Statt blind Kennzahlen zu sammeln, ordnen wir sie nach Entscheidungszweck: Risikofrüherkennung, operative Effizienz, regulatorische Vorbereitung oder reale Veränderung. Beispiele illustrieren, warum Energieintensität, Unfallraten, Lieferantenaudits oder Vorstandsvergütung jeweils andere Signale senden. Wir zeigen, wie Definitionen, Baselines und Branchenbenchmarks Vergleichbarkeit sichern und Fehlinterpretationen rechtzeitig verhindern, bevor sie Portfolioentscheidungen verzerren.
Daten entstehen aus Unternehmensberichten, CDP-Angaben, Satellitenmessungen, NGO-Recherchen und spezialisierten Anbietern. Wir diskutieren Prüfpfade, Assurance-Grade, Schätzlücken und mögliche Interessenkonflikte. Sie lernen, wie man Quellen trianguliert, zeitliche Revisionen dokumentiert und eine robuste Evidenzbasis aufbaut, die Manipulationen, Marketing und selektive Offenlegung klar voneinander trennt und wiederholbare Schlüsse ermöglicht.

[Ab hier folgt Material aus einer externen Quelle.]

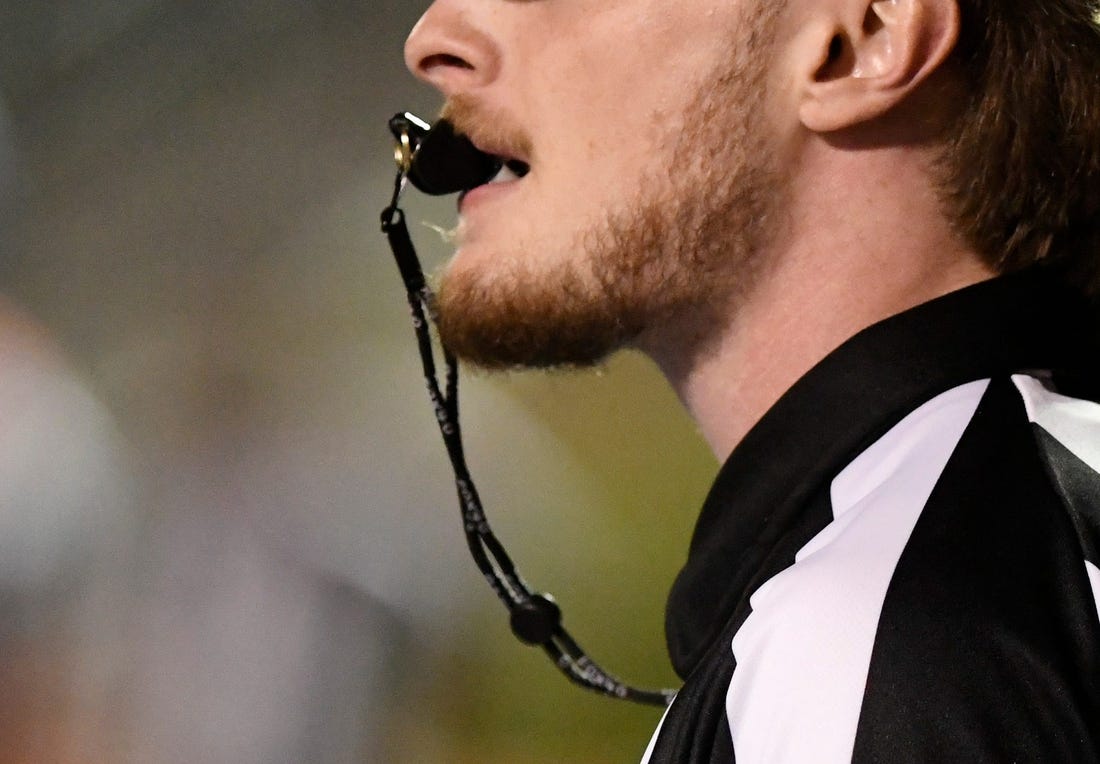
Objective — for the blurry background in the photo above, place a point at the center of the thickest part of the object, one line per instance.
(227, 527)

Outperformance-Behauptungen klingen verlockend, sind jedoch oft methodikabhängig. Wir prüfen Survivorship-Bias, Faktorbeladungen, Zinsumfeld und Rebalancing-Effekte. Checklisten helfen, Marketingcharts zu entzaubern, robuste Zeitreihen zu fordern und Erwartungen an Konjunkturzyklen, Margenpfade sowie Kapitalkosten explizit zu machen, bevor Entscheidungen getroffen und Risiken falsch bepreist werden.

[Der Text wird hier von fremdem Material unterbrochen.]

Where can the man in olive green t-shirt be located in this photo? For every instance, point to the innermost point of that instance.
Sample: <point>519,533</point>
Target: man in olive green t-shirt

ESG-Faktoren wirken häufig als Risikotreiber oder Puffer. Wir quantifizieren Rechtsstreit-Exponierung, Regulatorik, physische Klimarisiken und Reputationsvolatilität. Beispielportfolios illustrieren, wie Diversifikation, Stresstests und Szenarioanalyse unerwünschte Klumpen reduzieren, während klare Eskalationsregeln und Stopp-Loss-Mechaniken Verhaltensfehler begrenzen und Disziplin in turbulenten Phasen sichern.